This section is from the book "Some Contributions Of South India To Indian Culture", by S. Krishnaswami Aiyangar. Also available from Amazon: Some Contributions of South India to Indian Culture.
From what has been said above it is clear that any definite knowledge of South India does not reach back beyond the Mauryan period. What we do learn from the scanty sources of information accessible to us gives us but a glimpse into the political condition of India in the age of the Mauryas. Such glimpses as we get warrant the presumption that the states of the south must have had an anterior history of some length. Our knowledge of that history however does not carry us back beyond the period of the Mauryas. Thus the Buddhist chronicles of Ceylon which pretend to carry us back to the age of the Buddha himself are so meagre in point of that history before the age of Asoka that the conclusion seems inevitable that there was in Ceylon itself no real knowledge of its history anterior to the age of the great Buddhist emperor. We shall presently see that such information as we get from Tamil Literature does not take us any further back than this, and we are driven round again to the same conclusion that our knowledge of the history of the south dates back to the age of the Mauryas and no farther, although absence of information available to us does not inevitably mean absence of history in the region concerned.
The Main Source of Information, Tamil Literature.

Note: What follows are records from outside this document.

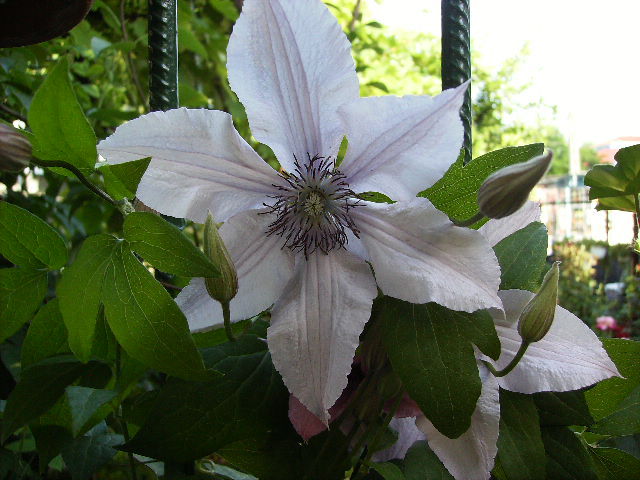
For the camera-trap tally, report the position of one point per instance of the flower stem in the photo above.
(226, 315)
(636, 200)
(73, 169)
(470, 221)
(512, 364)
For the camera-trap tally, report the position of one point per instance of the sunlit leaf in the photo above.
(21, 293)
(145, 320)
(456, 193)
(80, 292)
(523, 258)
(46, 337)
(567, 457)
(166, 247)
(61, 130)
(615, 185)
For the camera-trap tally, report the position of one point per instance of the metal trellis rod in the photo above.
(163, 54)
(456, 57)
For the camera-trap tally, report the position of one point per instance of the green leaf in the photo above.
(46, 337)
(84, 404)
(430, 352)
(61, 130)
(80, 292)
(50, 439)
(479, 329)
(604, 398)
(520, 447)
(388, 471)
(28, 241)
(614, 464)
(121, 181)
(39, 388)
(21, 293)
(166, 247)
(562, 408)
(456, 193)
(420, 463)
(247, 402)
(625, 420)
(523, 258)
(146, 321)
(86, 454)
(567, 457)
(617, 184)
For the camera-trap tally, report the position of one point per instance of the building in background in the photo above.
(570, 215)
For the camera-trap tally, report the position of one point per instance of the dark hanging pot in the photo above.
(25, 22)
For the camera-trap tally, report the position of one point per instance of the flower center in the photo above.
(313, 208)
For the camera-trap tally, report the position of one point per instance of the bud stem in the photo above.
(67, 166)
(226, 315)
(512, 364)
(470, 221)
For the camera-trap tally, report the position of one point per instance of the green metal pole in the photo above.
(163, 54)
(456, 57)
(163, 95)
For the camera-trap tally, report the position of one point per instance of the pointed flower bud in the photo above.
(537, 316)
(506, 190)
(15, 149)
(225, 287)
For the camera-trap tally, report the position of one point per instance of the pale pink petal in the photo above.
(471, 455)
(290, 64)
(408, 434)
(199, 163)
(263, 270)
(419, 256)
(304, 422)
(498, 229)
(401, 145)
(569, 357)
(307, 424)
(315, 326)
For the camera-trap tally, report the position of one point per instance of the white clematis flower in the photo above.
(301, 240)
(569, 357)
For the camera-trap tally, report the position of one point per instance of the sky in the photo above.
(584, 54)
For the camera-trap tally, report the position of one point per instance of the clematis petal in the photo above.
(419, 256)
(569, 357)
(199, 163)
(401, 145)
(315, 326)
(408, 434)
(498, 229)
(291, 66)
(471, 455)
(263, 270)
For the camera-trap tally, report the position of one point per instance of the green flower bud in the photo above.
(506, 190)
(225, 287)
(537, 316)
(15, 149)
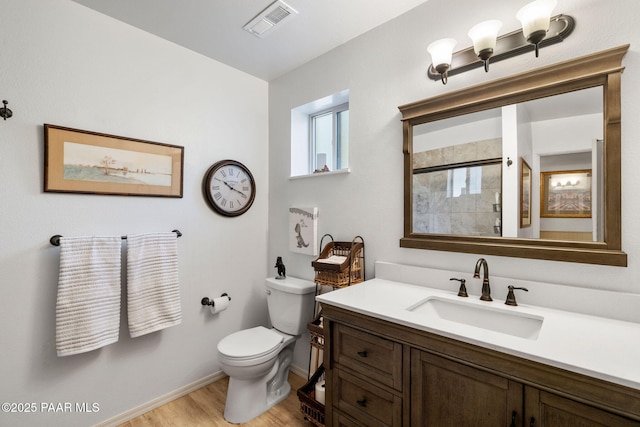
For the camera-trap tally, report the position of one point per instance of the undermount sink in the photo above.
(491, 318)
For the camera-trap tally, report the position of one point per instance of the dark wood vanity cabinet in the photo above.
(384, 374)
(445, 393)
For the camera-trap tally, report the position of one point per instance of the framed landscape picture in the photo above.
(565, 194)
(79, 161)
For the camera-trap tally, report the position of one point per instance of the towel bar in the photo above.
(55, 240)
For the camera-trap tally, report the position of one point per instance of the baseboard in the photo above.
(182, 391)
(161, 400)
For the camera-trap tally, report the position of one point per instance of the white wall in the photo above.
(64, 64)
(386, 68)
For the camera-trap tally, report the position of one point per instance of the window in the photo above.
(329, 140)
(320, 135)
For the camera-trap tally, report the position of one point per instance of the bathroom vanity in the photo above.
(405, 354)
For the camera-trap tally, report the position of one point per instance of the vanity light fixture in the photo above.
(441, 52)
(484, 36)
(538, 30)
(535, 18)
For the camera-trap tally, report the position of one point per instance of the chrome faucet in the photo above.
(486, 289)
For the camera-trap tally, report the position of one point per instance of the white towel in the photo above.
(153, 291)
(88, 302)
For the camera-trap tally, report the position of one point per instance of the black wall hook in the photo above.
(5, 113)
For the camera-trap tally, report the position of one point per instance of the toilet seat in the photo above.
(250, 343)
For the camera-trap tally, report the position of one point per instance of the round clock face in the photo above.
(229, 188)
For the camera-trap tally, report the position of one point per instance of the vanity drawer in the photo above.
(376, 358)
(370, 404)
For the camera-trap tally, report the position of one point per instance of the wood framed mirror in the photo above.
(499, 228)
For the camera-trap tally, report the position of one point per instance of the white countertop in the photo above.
(600, 347)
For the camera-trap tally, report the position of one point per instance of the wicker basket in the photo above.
(312, 410)
(346, 273)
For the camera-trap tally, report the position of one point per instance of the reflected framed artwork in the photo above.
(525, 194)
(79, 161)
(565, 194)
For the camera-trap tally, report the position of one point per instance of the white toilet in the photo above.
(257, 360)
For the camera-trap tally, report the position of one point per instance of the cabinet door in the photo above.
(450, 394)
(545, 409)
(371, 404)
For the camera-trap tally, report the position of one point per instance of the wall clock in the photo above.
(229, 188)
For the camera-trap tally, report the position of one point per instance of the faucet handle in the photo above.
(462, 292)
(511, 297)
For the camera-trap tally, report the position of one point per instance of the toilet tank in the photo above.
(290, 302)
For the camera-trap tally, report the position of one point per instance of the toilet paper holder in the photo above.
(207, 301)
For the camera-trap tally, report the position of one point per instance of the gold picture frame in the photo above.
(525, 194)
(80, 161)
(565, 194)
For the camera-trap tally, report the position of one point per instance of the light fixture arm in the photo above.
(507, 46)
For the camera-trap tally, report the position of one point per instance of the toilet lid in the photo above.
(251, 342)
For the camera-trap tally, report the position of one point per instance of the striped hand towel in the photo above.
(88, 301)
(153, 291)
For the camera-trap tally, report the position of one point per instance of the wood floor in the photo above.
(205, 407)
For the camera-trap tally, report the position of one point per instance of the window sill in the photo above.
(313, 175)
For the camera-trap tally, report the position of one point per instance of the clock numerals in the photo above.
(229, 188)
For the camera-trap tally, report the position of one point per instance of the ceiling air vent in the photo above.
(268, 20)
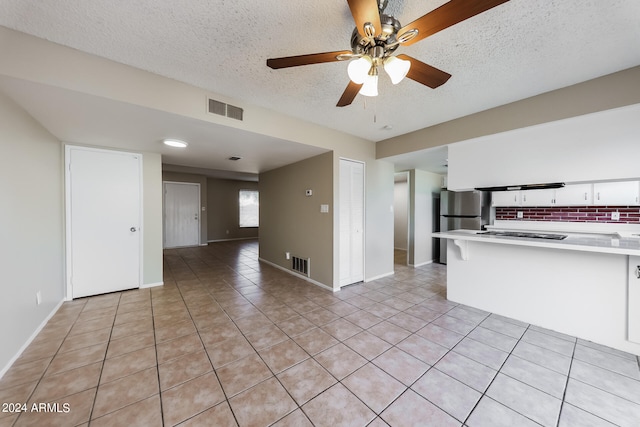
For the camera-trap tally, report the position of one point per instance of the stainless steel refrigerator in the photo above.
(462, 210)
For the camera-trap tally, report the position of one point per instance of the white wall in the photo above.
(597, 146)
(31, 228)
(152, 216)
(400, 215)
(424, 185)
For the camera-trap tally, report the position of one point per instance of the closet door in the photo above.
(181, 214)
(351, 222)
(104, 216)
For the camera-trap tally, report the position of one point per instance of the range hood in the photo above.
(523, 187)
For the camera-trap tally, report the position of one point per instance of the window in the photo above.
(249, 208)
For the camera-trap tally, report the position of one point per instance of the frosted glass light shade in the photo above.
(359, 69)
(370, 86)
(396, 68)
(175, 143)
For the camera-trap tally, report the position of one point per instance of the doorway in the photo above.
(351, 222)
(401, 218)
(104, 220)
(181, 206)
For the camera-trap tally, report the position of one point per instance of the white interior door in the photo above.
(351, 222)
(104, 215)
(181, 214)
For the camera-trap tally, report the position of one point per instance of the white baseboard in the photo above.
(380, 276)
(421, 264)
(151, 285)
(31, 338)
(293, 273)
(231, 240)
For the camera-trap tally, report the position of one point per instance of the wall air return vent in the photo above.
(222, 109)
(301, 265)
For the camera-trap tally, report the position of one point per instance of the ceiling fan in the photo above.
(377, 36)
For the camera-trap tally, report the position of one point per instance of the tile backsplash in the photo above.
(628, 214)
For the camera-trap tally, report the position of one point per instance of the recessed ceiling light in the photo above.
(175, 143)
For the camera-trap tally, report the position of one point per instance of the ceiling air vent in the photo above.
(222, 109)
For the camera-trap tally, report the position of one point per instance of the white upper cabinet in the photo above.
(621, 193)
(505, 198)
(574, 195)
(542, 197)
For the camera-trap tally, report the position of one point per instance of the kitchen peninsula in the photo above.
(585, 285)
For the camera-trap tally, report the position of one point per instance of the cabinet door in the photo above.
(634, 299)
(505, 198)
(537, 197)
(574, 195)
(621, 193)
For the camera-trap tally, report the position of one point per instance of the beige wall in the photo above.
(36, 60)
(291, 222)
(604, 93)
(31, 227)
(224, 210)
(197, 179)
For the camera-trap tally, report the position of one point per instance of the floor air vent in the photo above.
(222, 109)
(301, 265)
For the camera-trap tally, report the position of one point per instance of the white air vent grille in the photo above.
(222, 109)
(301, 265)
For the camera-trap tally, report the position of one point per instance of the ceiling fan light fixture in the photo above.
(396, 68)
(359, 69)
(370, 86)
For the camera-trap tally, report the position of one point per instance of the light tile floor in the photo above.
(229, 341)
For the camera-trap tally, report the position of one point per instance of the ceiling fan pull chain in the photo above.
(375, 110)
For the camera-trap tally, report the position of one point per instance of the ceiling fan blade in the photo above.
(366, 11)
(349, 94)
(425, 73)
(447, 15)
(313, 58)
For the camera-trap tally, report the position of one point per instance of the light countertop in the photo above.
(603, 243)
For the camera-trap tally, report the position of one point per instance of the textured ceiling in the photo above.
(514, 51)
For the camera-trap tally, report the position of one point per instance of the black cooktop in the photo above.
(525, 234)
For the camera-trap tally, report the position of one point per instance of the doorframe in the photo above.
(67, 192)
(164, 231)
(364, 219)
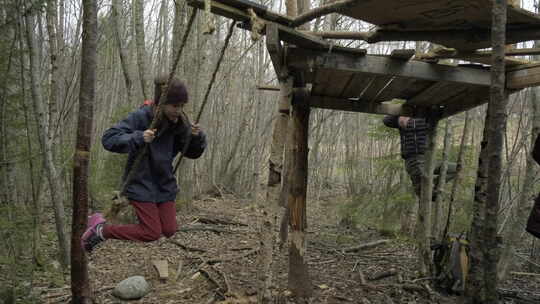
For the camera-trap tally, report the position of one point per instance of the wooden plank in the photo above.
(376, 88)
(299, 281)
(436, 94)
(468, 40)
(468, 99)
(524, 78)
(275, 50)
(162, 267)
(405, 54)
(404, 88)
(237, 10)
(364, 106)
(379, 65)
(331, 82)
(436, 14)
(357, 85)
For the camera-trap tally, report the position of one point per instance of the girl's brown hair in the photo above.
(177, 92)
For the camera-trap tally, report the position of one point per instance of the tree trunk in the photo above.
(124, 59)
(475, 288)
(55, 94)
(423, 224)
(299, 280)
(270, 207)
(437, 205)
(459, 165)
(80, 286)
(52, 172)
(138, 21)
(498, 103)
(520, 211)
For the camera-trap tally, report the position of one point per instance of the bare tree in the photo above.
(138, 21)
(46, 144)
(80, 286)
(124, 60)
(498, 102)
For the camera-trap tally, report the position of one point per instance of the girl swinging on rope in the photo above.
(151, 188)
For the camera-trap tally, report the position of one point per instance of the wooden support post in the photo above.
(299, 280)
(423, 225)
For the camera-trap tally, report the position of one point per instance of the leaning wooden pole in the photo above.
(498, 104)
(299, 280)
(80, 286)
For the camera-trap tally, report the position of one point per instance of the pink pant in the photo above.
(155, 219)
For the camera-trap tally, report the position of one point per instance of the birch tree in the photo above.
(53, 179)
(80, 286)
(138, 22)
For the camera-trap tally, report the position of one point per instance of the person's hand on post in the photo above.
(149, 135)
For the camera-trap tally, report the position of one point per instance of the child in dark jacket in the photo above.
(413, 132)
(152, 188)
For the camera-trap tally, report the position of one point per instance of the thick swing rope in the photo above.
(157, 115)
(207, 93)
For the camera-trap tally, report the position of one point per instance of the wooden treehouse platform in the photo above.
(403, 83)
(314, 72)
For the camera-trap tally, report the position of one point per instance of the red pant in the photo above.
(155, 219)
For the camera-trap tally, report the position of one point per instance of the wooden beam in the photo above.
(267, 88)
(273, 45)
(438, 93)
(300, 39)
(524, 78)
(363, 106)
(341, 35)
(162, 268)
(483, 57)
(333, 7)
(379, 65)
(237, 10)
(465, 40)
(466, 100)
(299, 279)
(404, 54)
(459, 39)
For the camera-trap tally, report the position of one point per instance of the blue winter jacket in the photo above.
(153, 180)
(413, 137)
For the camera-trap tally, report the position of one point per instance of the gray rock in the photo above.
(131, 288)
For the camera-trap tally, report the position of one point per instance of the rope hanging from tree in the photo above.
(207, 93)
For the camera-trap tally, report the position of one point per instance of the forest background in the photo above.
(40, 49)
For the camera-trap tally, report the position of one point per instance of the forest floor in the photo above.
(212, 259)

The main source of information for the period previous to the rise of the Pallavas into importance is Tamil Literature, of which we have a body with a character all its own. This body of works is known among Tamil Scholars by the collective designation, "Sangam works." This designation assumes the existence of a body 2 or an academy of scholars and critics, whose imprimatur was necessary for the publication of any work of literature in Tamil. The Tamil word "Sangam' is the Sanskrit "Sangha" and means ordinarily no more than an assembly. In this particular application, however it means a body of scholars, of recognised worth and standing in the world of letters, who were maintained by the contemporary kings and constituted themselves a board before whom every work seeking recognition had to be read. It is only when this body as a whole signified its approval that the work could go forth into the world as a Sangam work. It does not, however, mean that other works were not written and published. There are some which have come down to us, which do not appear to have gone before the Sangam. The function of this body seems therefore to be merely to set up a standard of excellence for works which aspire to the dignity of Sangam works. Tamil Scholars recognise a body of works that are acknowledged to have passed this gauntlet of criticism among the Sangam works. Some others also are included in this group apparently as belonging to the same age and partaking of the same character. This is not done by scholars of today, nor is it a matter purely of present-day opinion. The commentators who lived five or six centuries before us, and more, also make this classification and treat the works accordingly. It is the tradition of the commentators that has come down to us and the whole position in respect of this classification rests upon the authority generally of these commentators.
Of these Sangams, tradition knows of three. The numbers of scholars in the first and the second, and the numbers of Pandya kings that took an active part in the work of these bodies, were according to this tradition very large. Although some of the works referred to as belonging to these Sangams, and mentioned as such, have come down to us in isolated quotations the actual existence of these bodies as stated in tradition would be difficult to postulate with the evidence accessible to us. It rather seems to be that this body of scholars was a permanently existing body, and did exist for a certain number of centuries continuously. In the work of these bodies there were periods of great output and periods of comparative barrenness. We have no means of ascertaining what exactly might have been the cause of this alternation. But such brilliant periods seem marked as the period of the first Sangam and of the second Sangam, not very far behind their historical successor, the third Sangam. What actually does make the tradition look very suspicious, is the extraordinary length of time that is given to each one of these periods. It is this impossible longevity in the traditional account that stamps the whole tradition connected with these two bodies as entirely false in the estimation of modern scholarship. The third Sangam counts among its scholar members 49, and 3 Pandya rulers, who bore an honourable part in the work of the academy. The bulk of the works that have come down to us may be ascribed actually to this body, in our present state of knowledge of these three academies, as a whole. It would perhaps be better to assume that they refer to three brilliant epochs in the active work of a single academy which might have existed for a number of centuries. This body of antique literature contains embedded in it various details reminiscent of what to them must have been contemporary or other history, as also a considerable amount of information very interesting to us in regard to their own times.